Politique agricole commune : bilan d’étape des contrôles en Corse

Malgré la contestation de certaines organisations et responsables d'agriculteur, la Préfète de Corse assure qu'ils se déroulent globalement bien sur le terrain. / © Jean-André Marchiani / FTVIASTELLA
Malgré la contestation de certaines organisations et responsables d'agriculteur, la Préfète de Corse assure qu'ils se déroulent globalement bien sur le terrain. / © Jean-André Marchiani / FTVIASTELLA

Les contrôles des aides agricoles européennes continuent sur les exploitations. Malgré la contestation de certaines organisations et responsables de la profession, la Préfète de Corse assure qu'ils se déroulent globalement bien sur le terrain.

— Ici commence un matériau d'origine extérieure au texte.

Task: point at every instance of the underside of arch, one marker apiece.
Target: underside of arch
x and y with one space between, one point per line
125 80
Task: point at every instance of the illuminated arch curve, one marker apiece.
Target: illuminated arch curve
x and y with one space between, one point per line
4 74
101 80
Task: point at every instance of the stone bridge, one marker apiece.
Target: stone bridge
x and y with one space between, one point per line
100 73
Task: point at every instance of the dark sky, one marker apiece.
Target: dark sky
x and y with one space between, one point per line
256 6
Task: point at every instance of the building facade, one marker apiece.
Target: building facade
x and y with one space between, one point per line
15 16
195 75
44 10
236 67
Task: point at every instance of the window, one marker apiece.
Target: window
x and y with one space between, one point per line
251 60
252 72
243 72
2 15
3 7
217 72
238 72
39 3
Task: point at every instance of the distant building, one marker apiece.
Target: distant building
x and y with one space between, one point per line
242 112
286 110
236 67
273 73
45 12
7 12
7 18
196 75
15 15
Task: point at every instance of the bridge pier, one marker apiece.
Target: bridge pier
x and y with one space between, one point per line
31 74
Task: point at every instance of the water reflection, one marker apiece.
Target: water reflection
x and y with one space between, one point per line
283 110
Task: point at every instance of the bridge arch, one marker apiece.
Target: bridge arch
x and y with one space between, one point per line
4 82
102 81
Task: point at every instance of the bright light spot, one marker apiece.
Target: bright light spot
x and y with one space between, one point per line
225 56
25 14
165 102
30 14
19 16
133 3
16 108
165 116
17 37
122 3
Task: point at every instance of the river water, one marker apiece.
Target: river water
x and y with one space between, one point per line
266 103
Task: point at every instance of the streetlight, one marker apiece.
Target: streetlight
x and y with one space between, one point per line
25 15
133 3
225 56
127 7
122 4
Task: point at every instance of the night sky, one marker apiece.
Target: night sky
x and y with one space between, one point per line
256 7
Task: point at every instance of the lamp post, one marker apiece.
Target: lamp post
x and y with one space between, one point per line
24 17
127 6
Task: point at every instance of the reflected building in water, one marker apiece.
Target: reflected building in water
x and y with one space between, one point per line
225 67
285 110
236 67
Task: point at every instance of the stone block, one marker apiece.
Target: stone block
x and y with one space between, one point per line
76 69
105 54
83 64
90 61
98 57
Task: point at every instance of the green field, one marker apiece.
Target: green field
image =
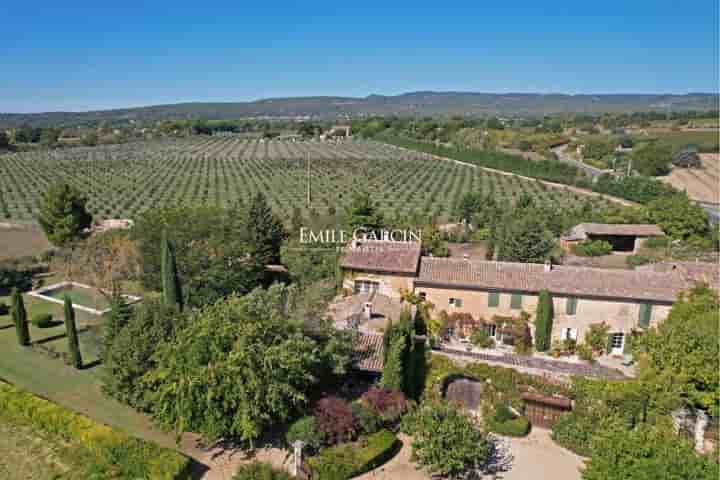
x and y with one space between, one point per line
122 181
80 296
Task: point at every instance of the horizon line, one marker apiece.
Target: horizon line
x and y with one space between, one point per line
360 98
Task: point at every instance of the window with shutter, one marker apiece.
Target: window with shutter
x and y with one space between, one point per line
516 301
571 305
645 315
493 299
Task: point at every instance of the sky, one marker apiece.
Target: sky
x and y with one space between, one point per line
85 55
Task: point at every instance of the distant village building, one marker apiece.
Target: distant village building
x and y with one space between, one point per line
623 237
626 300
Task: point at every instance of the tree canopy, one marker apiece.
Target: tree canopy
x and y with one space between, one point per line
446 441
678 216
239 366
682 352
646 452
63 214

Par France 3 Corse ViaStella

La préfète de Corse et la directrice de la Draf (direction régionale de l’agriculture et de la forêt) ont effectué un bilan d’étape des contrôles liés à la politique agricole commune (PAC) en Corse, ce lundi 18 novembre. En tout, selon Josiane Chevalier, il reste actuellement environ 500 contrôles à effectuer

Dans l’île, la Pac représente une enveloppe de 36 millions d’euros par an, versés aux agriculteurs insulaires. Cette année, 22 millions ont été versés, le reste sera effectué par la suite. Mais l’enjeu du dossier va au-delà de cette somme. Bruxelles menace la France de ne pas payer 1,4 milliard d’euros si elle se révèle incapable de remettre de l’ordre dans cette situation. 
 

« Un bon dialogue entre les agriculteurs et les contrôleurs »

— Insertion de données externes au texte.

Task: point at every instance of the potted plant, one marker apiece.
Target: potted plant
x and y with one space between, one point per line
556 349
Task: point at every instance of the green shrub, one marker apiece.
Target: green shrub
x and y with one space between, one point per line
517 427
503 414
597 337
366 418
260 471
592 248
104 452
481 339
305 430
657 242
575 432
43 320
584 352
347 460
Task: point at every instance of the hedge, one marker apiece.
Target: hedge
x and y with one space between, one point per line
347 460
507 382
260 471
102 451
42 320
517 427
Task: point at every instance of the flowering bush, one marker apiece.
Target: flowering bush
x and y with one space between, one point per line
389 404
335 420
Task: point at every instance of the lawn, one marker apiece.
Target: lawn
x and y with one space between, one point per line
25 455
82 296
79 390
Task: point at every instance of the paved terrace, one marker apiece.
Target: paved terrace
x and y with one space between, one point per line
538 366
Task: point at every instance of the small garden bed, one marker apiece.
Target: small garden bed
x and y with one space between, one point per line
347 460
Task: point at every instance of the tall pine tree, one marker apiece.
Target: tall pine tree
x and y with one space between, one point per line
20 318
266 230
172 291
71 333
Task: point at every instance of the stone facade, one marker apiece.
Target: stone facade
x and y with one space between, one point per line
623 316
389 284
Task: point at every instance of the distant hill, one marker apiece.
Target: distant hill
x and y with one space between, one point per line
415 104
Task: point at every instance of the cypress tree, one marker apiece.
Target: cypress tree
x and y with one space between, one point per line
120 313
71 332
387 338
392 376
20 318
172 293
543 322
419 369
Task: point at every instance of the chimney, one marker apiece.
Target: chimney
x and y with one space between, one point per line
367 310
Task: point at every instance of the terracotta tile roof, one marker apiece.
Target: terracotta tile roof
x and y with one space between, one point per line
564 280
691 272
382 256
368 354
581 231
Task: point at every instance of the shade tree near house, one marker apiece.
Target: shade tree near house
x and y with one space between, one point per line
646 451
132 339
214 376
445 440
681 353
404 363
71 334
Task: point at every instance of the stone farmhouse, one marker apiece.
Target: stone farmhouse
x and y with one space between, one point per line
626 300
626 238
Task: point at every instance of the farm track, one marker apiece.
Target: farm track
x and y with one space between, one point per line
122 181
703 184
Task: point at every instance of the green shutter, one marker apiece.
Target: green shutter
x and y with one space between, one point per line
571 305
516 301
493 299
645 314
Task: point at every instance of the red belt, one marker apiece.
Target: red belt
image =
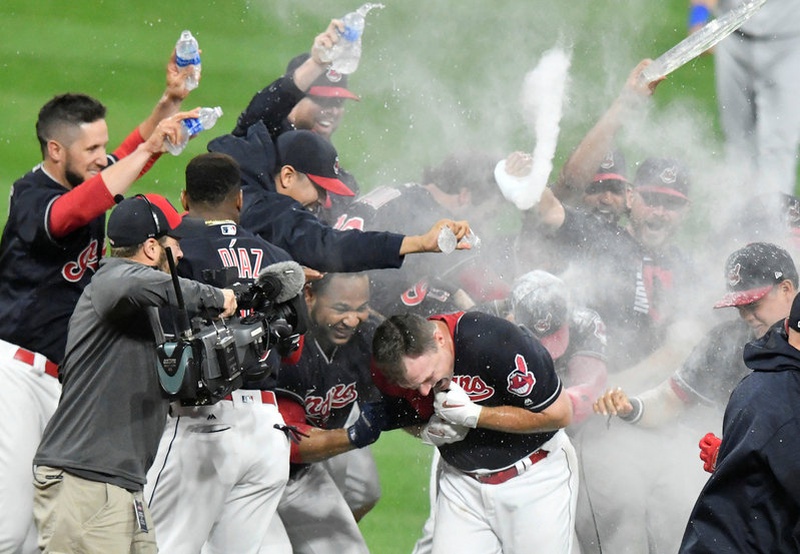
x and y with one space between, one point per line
28 357
505 474
267 397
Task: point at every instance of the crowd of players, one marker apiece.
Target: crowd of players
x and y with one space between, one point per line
521 338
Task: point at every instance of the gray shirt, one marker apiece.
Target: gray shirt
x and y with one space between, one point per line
112 410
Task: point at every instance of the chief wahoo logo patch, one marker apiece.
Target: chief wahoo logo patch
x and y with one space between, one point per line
521 381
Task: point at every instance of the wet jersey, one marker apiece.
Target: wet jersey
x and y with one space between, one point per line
329 388
41 277
498 364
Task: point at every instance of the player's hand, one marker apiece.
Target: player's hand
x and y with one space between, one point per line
323 42
230 305
614 402
167 128
709 448
438 432
176 79
367 428
453 405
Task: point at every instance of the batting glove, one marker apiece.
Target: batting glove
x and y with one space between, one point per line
438 432
709 448
454 406
368 426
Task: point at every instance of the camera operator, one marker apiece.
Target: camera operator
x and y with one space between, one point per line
91 464
221 468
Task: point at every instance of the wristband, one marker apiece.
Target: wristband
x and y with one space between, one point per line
636 414
699 15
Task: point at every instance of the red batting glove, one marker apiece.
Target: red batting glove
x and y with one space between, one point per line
709 448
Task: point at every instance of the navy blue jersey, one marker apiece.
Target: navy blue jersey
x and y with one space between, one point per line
285 223
41 277
497 363
225 244
425 284
329 388
715 366
636 292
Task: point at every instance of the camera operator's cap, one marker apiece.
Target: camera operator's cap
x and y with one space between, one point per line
309 153
540 302
141 217
794 315
329 85
752 271
663 176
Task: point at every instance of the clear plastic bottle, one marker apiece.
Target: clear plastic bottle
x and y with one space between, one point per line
187 52
447 240
193 125
346 54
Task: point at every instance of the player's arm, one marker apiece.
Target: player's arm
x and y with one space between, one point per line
170 102
512 419
582 164
453 405
92 198
652 408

Ainsi, des moyens importants ont été dépêchés par le ministère de l'Agriculture. 25 contrôleurs sillonnent actuellement la Corse. « Sur les contrôles effectués, les écarts sont peu significatifs. Les contrôles se passent bien, il y a un bon dialogue entre les agriculteurs et le contrôleur. C’est l’objectif des contrôles de faire en sorte que tout se passe bien, dans un climat serein. J’espère que les 500 autres contrôles vont pouvoir se passer dans la même atmosphère », soutient la préfète de Corse. 

 


À l’origine de cette situation : une différence d’appréciation sur les parcours pastoraux. En 2016, les représentants de la profession ont réussi à faire reconnaître la valeur nutritive de ces parcours pour les troupeaux, puis les critères ont changé. 

Une situation à laquelle s’ajoutent des doutes de Bruxelles sur certains dossiers. Des fraudes auraient pu être commises. Actuellement, les premiers contrôles font état de 20 % d’anomalies.